Leider habe ich die Violetta von Oropesa verpasst, weil nicht in Berlin.
Hat doch was, dass die Essener Philharmoniker das Violinkonzert von Iannotta absagen, weil sie es nicht mögen. Es gibt so viel grottenschlechtes Zeitgenössisches, was die Orcheser kreuzbrav runterspielen. Jetzt hat es mal ein vermutlich gutes Werk getroffen. Die Essener Musiker haben ihrem Ärger Luft gemacht, Iannotta hat Publicity bekommen. Alles gut. Ich fänds gut, wenn die Orchester sich in Zukunft weigern Stücke uraufzuführen, in denen die Musiker schreien, reden oder jaulen müssen.
Und wie deppert, dass die DO die Francesca absägt. Warum wird so was nicht im Programm gehalten und alle 4 Jahre mit guten Sängern gespielt, wie weiland Gioconda? So was tut ja schon fast weh.
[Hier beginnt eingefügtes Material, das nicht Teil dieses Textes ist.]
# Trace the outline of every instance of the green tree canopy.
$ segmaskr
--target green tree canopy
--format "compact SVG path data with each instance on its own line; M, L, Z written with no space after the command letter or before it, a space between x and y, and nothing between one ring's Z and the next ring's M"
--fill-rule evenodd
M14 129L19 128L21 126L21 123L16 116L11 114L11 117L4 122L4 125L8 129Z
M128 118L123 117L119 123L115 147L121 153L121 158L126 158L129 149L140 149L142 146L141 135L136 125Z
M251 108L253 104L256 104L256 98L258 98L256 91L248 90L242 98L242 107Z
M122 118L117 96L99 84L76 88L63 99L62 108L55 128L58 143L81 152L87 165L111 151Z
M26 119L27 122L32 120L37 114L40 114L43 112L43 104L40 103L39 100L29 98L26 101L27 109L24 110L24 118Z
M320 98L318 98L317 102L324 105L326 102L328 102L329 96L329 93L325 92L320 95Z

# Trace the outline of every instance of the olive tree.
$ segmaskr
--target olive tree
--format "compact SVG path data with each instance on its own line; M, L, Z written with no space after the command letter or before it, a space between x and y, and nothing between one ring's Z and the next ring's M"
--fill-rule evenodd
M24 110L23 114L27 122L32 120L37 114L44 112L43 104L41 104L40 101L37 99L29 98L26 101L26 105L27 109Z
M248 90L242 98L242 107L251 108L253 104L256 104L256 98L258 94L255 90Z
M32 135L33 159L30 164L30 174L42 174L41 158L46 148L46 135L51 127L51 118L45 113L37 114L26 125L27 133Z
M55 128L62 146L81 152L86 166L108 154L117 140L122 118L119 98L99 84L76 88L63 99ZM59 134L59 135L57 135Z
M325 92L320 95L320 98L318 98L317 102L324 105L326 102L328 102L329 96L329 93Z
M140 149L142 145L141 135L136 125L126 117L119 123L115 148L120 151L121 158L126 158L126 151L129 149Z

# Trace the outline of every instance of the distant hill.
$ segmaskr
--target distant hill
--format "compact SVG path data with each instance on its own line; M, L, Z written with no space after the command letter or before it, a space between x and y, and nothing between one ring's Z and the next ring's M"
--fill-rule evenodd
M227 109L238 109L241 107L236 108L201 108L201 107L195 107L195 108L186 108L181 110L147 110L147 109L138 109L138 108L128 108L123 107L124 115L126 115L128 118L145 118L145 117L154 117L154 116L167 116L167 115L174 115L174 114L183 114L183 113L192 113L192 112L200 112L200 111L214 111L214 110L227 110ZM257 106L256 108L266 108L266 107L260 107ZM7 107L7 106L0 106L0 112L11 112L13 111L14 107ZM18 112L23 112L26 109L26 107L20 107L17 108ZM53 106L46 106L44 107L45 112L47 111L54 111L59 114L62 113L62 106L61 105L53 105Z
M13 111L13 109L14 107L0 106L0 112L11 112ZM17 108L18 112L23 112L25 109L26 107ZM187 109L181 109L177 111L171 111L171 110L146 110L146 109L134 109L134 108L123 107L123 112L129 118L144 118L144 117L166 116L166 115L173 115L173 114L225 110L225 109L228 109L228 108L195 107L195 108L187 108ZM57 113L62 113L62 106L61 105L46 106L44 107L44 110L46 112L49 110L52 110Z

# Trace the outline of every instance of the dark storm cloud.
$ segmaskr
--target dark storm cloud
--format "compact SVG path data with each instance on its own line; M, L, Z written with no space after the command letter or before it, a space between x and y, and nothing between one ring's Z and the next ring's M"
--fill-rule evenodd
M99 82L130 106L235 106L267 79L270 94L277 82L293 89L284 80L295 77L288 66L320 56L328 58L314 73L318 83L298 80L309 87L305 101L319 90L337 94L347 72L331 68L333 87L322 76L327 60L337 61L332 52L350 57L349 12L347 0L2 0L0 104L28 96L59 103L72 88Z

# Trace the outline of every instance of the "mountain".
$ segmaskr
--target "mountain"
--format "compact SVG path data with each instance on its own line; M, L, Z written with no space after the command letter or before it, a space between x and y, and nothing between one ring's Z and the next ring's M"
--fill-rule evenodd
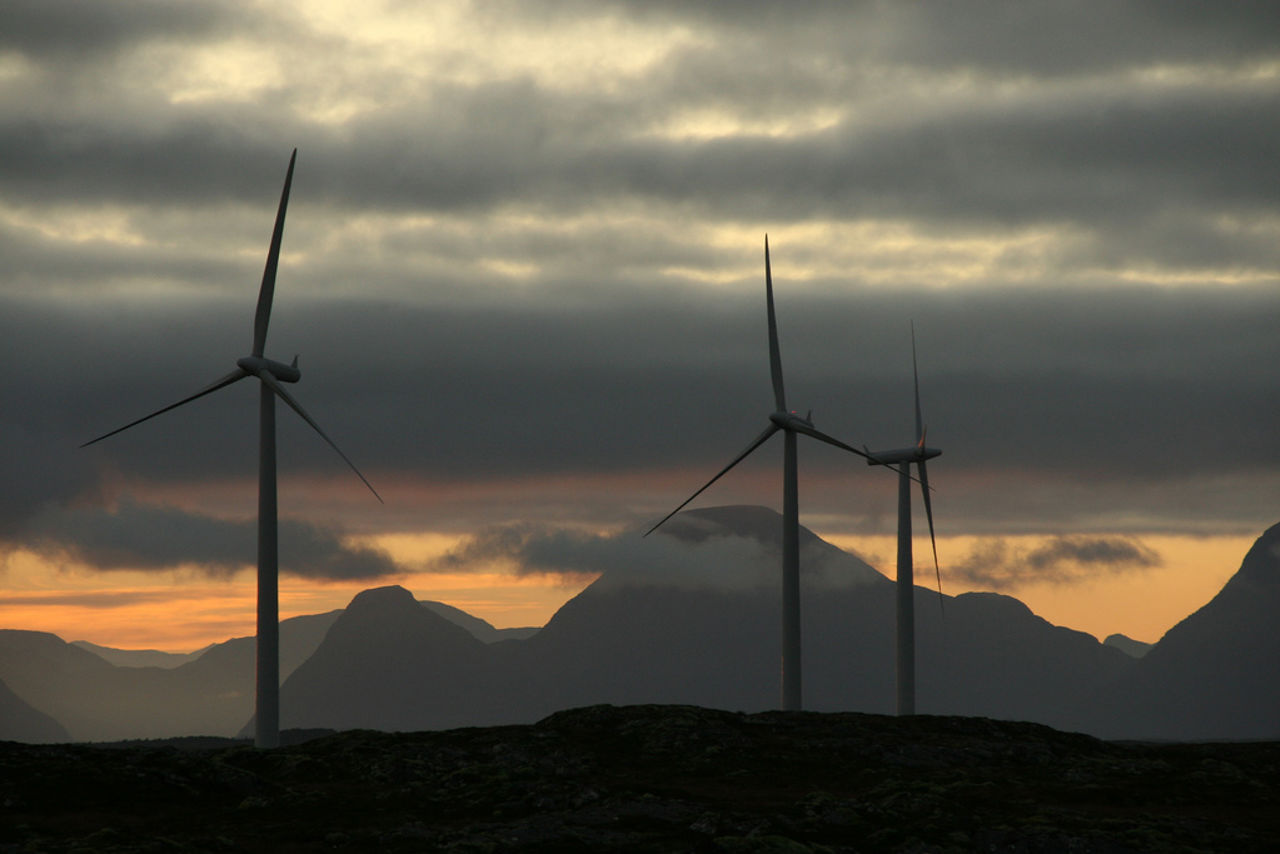
M530 661L522 675L537 683L526 690L542 700L536 711L595 702L777 707L778 514L718 507L668 524L671 540L700 552L699 582L637 566L604 574L566 603L523 645ZM801 542L805 708L891 712L895 585L807 530ZM1008 596L940 603L923 587L915 596L921 713L1072 727L1079 692L1132 663Z
M0 630L0 681L72 738L92 738L100 715L116 716L123 685L117 674L123 672L57 635Z
M1094 699L1093 728L1170 739L1280 738L1280 524L1218 595Z
M476 634L492 639L488 624L401 587L286 620L282 665L296 669L282 687L282 726L530 723L599 703L776 708L780 527L765 508L719 507L619 541L607 570L525 640L486 643ZM892 711L894 584L803 529L801 576L806 708ZM1142 658L1009 596L917 587L915 598L922 714L1111 738L1280 737L1280 526ZM252 714L253 639L165 670L114 667L53 635L4 631L0 680L74 739L231 735Z
M338 613L281 621L282 673ZM178 667L123 667L56 635L0 630L0 681L77 741L232 735L253 713L254 649L253 638L235 638Z
M434 611L454 625L461 626L476 638L485 643L497 643L504 640L527 640L538 633L538 626L520 626L517 628L498 629L488 620L468 614L461 608L423 599L418 604L429 611Z
M691 546L723 543L726 538L754 542L756 553L747 559L753 564L754 583L770 587L779 583L778 561L773 560L773 557L782 552L782 521L778 513L768 507L731 504L686 510L663 526L662 533L665 537ZM756 557L761 553L769 555L769 561L757 561ZM742 562L739 561L740 564ZM884 584L888 580L866 561L833 546L804 526L800 527L800 562L805 580L810 584L875 585ZM682 567L682 570L687 569ZM737 582L731 581L725 570L741 574L743 569L741 565L718 566L716 561L706 560L701 562L696 572L705 576L705 580L713 586L737 586ZM648 574L652 572L652 568L643 567L641 571ZM682 583L684 579L669 581Z
M357 599L362 603L356 614L359 617L368 597ZM457 629L455 623L466 625L488 642L536 632L495 629L464 611L434 603L446 612L449 620L443 621L432 613L430 604L415 602L413 610L421 612L424 619L444 622L450 634L456 637L461 633L463 642L471 641L471 635ZM287 681L312 656L343 613L335 610L281 621L282 680ZM394 625L393 621L386 627ZM0 697L0 733L10 732L9 737L31 741L230 736L253 714L254 651L252 637L213 644L191 656L175 656L151 650L116 650L87 641L67 643L45 632L0 631L0 681L7 683L13 698L5 705L6 698ZM367 652L362 650L357 656ZM389 655L391 660L398 657ZM179 660L184 658L189 660ZM457 674L446 676L465 682ZM50 724L56 729L24 723L35 720L32 715L42 715L36 709L48 710ZM453 716L447 720L458 720L453 712L449 714Z
M285 680L280 725L406 730L479 723L492 716L485 690L492 655L403 587L366 590Z
M1151 651L1151 647L1155 646L1153 643L1134 640L1128 635L1122 635L1118 632L1114 635L1107 635L1102 642L1106 646L1114 646L1130 658L1142 658L1142 656Z
M234 732L253 670L225 657L214 647L172 670L116 667L55 635L0 631L0 679L78 741Z
M0 682L0 741L48 744L70 739L62 724L33 708Z
M109 646L99 646L87 640L72 641L71 645L91 652L116 667L162 667L166 670L181 667L188 662L195 661L213 646L213 644L209 644L204 649L182 653L161 652L158 649L115 649Z
M285 682L282 725L411 730L527 723L559 709L778 703L778 514L711 508L637 537L525 641L486 646L398 587L366 591ZM803 533L806 707L889 712L894 585ZM1081 692L1133 665L1016 599L916 589L919 708L1075 727Z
https://deutscheoperberlin.de/de_DE/calendar/francesca-da-rimini.17822665
Jetzt nimmt man das Werk nach 1,5 Jahren von der Bühne, produziert eine irrsinnige Cost per performance und entzieht Berlin schönstes Musiktheater? Wenn so die Millionen verpulvert werden – dito bei Intermezzo, das nach 12 Monaten auf den Müll geworfen wurde, wie Francesca ansprechend inszeniert -, fehlt mir halt auch das Verständnis, wenn der Klassiksektor in Berlin über knappe Finanzmittel jammert. Jaja, schön den Chialo rausmobben, aber im eigenen Haus werden die Inszenierungen rausgehauen und eingestampft, als gäbs kein Morgen.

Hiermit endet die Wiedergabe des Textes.